Comment votre métier est-il perçu par les entreprises ?

L'ASTBTP 13 est au service des entreprises du BTP, qui peuvent être confrontées aux RPS au même titre que les autres entreprises, du tertiaire par exemple. Toutefois ce secteur a mis plus de temps à intégrer les RPS au sein de sa prévention. Ce n’était par exemple pas la priorité des très petites entreprises, soucieuses d’honorer avant tout leurs commandes ou d’en avoir de nouvelles. Notre SST travaille également avec de grands groupes dans lesquels des services spécialisés RPS/QVT sont déjà en place.

Toute l’équipe pluridisciplinaire et moi-même œuvrons, dès que nous en avons l’occasion, pour faire valoir le rôle du psychologue du travail aux côtés des entreprises, sans jugement de ce qui est bien ou mal dans leur organisation, sans rôle de contrôle ou de sanction mais bien pour apporter un regard extérieur "aidant". J’aime me décrire comme la petite goutte d’huile dans les rouages de l’entreprise qui peut parfois remettre la "machine" en route. Pouvoir entrer en contact avec les salariés et les employeurs, œuvrer à leurs côtés pour comprendre leur problématique, aider à leur faire préciser leur demande et les accompagner est le cœur de mon métier.

Et vous parvenez à faire de la prévention primaire, c’est-à-dire à intervenir avant que les problèmes n’apparaissent ?

Nous devons informer, informer et informer encore. Parler des RPS ne les fait pas plus apparaître dans l’entreprise et ne provoque pas une vague d’arrêts maladies ! Au contraire, moins on en a peur, plus on en parle, moins cela devient tabou, et plus on devient efficace et pro actif ! Mais si je dois être totalement honnête, je ne peux pas vous dire que la prévention primaire est mon quotidien… Dès que cela est possible, j’essaie, mais je ne peux en faire que trop rarement… J’interviens généralement sur des situations déjà dégradées, je fais donc beaucoup de prévention tertiaire. Mais j’aime les chalenges et je suis sûre qu’à force de continuer à informer, proposer notre soutien, nos conseils, nos services, nous parviendrons à réaliser de plus en plus d’actions de prévention primaire !

Aujourd’hui, on parle beaucoup de RPS et de QVT. Pouvez-vous nous expliquer comment vous intervenez sur ces problématiques dans les entreprises ?

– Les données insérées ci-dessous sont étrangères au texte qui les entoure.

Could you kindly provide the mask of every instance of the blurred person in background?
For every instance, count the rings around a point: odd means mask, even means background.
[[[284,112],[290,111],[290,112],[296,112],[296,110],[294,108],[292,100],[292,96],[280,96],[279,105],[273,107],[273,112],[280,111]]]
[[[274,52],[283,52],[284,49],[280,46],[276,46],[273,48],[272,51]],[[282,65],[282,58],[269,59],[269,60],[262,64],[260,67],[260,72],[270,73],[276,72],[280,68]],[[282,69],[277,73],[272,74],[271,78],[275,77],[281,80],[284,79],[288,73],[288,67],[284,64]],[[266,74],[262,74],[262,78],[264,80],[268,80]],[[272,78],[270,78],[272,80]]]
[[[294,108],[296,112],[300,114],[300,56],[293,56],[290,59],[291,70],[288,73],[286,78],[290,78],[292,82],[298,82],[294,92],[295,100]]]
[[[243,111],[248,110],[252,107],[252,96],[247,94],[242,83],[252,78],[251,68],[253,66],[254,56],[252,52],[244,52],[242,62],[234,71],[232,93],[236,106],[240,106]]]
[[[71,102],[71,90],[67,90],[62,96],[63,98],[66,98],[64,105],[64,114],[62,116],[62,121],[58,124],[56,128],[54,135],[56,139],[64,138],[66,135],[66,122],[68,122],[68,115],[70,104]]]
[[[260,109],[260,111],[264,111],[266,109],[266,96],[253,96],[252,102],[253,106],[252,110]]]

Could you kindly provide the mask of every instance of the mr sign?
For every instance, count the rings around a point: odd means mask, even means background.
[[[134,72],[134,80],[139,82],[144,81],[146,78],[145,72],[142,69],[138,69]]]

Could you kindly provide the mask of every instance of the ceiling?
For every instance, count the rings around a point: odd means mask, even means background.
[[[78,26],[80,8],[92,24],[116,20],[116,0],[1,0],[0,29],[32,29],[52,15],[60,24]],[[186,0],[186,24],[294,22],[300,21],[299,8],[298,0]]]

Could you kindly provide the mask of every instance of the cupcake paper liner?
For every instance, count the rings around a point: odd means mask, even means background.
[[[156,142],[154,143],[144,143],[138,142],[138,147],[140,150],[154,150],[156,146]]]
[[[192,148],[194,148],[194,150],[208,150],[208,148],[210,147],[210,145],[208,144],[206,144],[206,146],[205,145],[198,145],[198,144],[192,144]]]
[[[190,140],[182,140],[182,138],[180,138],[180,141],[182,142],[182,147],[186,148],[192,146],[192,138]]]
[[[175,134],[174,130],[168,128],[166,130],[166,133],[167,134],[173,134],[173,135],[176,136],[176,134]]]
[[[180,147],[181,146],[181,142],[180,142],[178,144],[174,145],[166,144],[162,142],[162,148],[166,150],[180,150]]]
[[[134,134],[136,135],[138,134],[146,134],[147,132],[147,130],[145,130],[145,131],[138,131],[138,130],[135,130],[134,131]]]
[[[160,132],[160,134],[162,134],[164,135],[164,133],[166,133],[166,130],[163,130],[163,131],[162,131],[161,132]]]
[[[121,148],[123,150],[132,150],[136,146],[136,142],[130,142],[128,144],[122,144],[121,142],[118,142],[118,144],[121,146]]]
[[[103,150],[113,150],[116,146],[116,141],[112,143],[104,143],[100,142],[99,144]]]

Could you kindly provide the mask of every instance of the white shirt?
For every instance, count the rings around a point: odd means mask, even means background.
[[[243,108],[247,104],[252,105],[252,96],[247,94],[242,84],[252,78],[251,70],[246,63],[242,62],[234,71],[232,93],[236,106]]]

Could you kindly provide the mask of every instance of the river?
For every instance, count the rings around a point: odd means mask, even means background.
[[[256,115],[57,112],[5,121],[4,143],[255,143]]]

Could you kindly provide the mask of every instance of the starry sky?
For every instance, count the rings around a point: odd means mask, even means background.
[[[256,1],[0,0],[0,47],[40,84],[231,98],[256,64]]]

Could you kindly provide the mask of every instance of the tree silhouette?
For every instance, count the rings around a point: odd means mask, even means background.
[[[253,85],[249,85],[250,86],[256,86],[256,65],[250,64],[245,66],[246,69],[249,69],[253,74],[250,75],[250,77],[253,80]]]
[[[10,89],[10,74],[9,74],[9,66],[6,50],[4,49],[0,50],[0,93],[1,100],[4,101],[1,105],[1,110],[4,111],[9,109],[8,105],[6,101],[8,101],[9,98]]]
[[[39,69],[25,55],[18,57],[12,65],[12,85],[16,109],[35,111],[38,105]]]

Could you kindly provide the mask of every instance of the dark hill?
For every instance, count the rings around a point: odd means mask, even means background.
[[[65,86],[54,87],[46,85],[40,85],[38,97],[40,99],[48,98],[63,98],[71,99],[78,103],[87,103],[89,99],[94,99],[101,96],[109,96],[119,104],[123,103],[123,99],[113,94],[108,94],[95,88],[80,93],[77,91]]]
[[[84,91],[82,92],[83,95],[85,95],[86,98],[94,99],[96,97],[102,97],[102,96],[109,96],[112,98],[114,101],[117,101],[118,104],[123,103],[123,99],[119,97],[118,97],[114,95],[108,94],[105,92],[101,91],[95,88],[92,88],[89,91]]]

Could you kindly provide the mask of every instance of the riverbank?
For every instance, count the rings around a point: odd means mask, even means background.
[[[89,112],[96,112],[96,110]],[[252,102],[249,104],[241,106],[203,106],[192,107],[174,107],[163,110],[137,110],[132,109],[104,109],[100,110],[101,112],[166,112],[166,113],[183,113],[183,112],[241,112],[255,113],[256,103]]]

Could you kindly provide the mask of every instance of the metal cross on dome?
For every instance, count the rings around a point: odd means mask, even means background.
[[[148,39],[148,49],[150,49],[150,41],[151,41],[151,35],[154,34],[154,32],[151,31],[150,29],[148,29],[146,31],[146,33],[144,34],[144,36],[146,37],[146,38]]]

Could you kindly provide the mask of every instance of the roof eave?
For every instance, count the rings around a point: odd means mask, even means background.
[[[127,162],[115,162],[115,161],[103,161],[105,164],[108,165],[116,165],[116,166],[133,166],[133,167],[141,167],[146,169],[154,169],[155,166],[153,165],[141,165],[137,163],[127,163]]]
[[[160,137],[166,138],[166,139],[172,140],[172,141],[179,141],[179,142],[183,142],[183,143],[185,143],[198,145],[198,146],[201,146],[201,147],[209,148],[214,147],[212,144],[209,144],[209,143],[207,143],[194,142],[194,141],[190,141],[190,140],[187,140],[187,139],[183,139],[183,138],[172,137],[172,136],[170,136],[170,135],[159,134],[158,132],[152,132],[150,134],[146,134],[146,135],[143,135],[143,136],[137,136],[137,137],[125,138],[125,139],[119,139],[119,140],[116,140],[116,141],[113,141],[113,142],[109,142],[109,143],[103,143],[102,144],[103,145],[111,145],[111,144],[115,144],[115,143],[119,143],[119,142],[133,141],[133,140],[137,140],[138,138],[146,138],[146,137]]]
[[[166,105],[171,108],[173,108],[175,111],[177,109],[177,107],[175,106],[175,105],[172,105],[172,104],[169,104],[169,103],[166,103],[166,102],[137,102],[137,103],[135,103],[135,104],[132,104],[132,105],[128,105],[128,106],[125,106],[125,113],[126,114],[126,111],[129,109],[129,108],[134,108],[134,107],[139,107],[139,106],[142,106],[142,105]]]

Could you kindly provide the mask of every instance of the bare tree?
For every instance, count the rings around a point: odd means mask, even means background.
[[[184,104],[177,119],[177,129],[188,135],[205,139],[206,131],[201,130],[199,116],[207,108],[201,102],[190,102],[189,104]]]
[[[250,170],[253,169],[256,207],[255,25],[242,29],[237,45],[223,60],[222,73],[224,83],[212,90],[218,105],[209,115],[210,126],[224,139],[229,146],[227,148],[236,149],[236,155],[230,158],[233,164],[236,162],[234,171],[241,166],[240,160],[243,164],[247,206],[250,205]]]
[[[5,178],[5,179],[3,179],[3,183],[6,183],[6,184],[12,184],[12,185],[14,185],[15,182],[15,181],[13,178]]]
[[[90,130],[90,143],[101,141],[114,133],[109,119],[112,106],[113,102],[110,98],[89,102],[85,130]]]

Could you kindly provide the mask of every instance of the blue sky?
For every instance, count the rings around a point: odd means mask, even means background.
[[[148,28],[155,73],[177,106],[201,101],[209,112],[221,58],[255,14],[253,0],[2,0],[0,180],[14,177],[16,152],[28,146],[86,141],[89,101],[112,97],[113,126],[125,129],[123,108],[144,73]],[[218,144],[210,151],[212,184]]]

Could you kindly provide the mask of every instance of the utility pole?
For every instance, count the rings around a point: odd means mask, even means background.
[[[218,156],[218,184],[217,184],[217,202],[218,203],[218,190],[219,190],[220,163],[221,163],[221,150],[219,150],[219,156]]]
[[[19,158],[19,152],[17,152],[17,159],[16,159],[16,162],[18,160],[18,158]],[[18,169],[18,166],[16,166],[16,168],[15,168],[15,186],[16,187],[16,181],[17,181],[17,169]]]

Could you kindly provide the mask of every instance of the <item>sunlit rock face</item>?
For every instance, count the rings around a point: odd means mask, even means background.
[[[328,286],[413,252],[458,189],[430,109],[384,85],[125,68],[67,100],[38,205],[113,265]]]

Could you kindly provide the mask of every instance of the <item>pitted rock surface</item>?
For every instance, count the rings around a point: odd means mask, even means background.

Il est vrai que ces thèmes sont de plus en plus évoqués et la QVT notamment grâce au PRST 3 PACA (Plan régional santé Travail 3 de la région PACA). Concernant les RPS, je peux conseiller les entreprises dans la mise en place du volet RPS du Document Unique ou encore participer à des groupes de travail sur la prévention des RPS, la mise en place d’indicateurs de suivi, des diagnostics RPS, le conseil et le suivi des actions qu’ils mettent en place. Pour des diagnostics à grande échelle, je m’appuie sur le Réseau i3R qui suit une charte et une méthodologie sérieuse.

Concernant la QVT, nous avons choisi de l’aborder comme un outil de renforcement de la performance de l’entreprise. Nous ne rentrons pas dans les négociations d’accords de branche, nous restons dans l’analyse des 6 facteurs de la QVT définis par l’ANACT. Nous pouvons également nous appuyer sur nos partenaires qui développent le réseau référent de la QVT avec une charte et une méthodologie à suivre tout comme pour les RPS. Ce réseau est en cours de structuration.

Je fais principalement des sensibilisations en entreprise, ou dans nos locaux. Je crée sur mesure, en collaboration avec le médecin du travail, la sensibilisation la plus adaptée aux besoins de l'entreprise. En tout cas, une chose est sûre, il faut oser parler de ce qui se vit au quotidien dans les entreprises, de ce qui les freine, sans crainte du jugement. Nous sommes les interlocuteurs privilégiés des entreprises, nous pouvons les écouter et ensemble trouver des actions concrètes, réalistes et réalisables à mettre en place.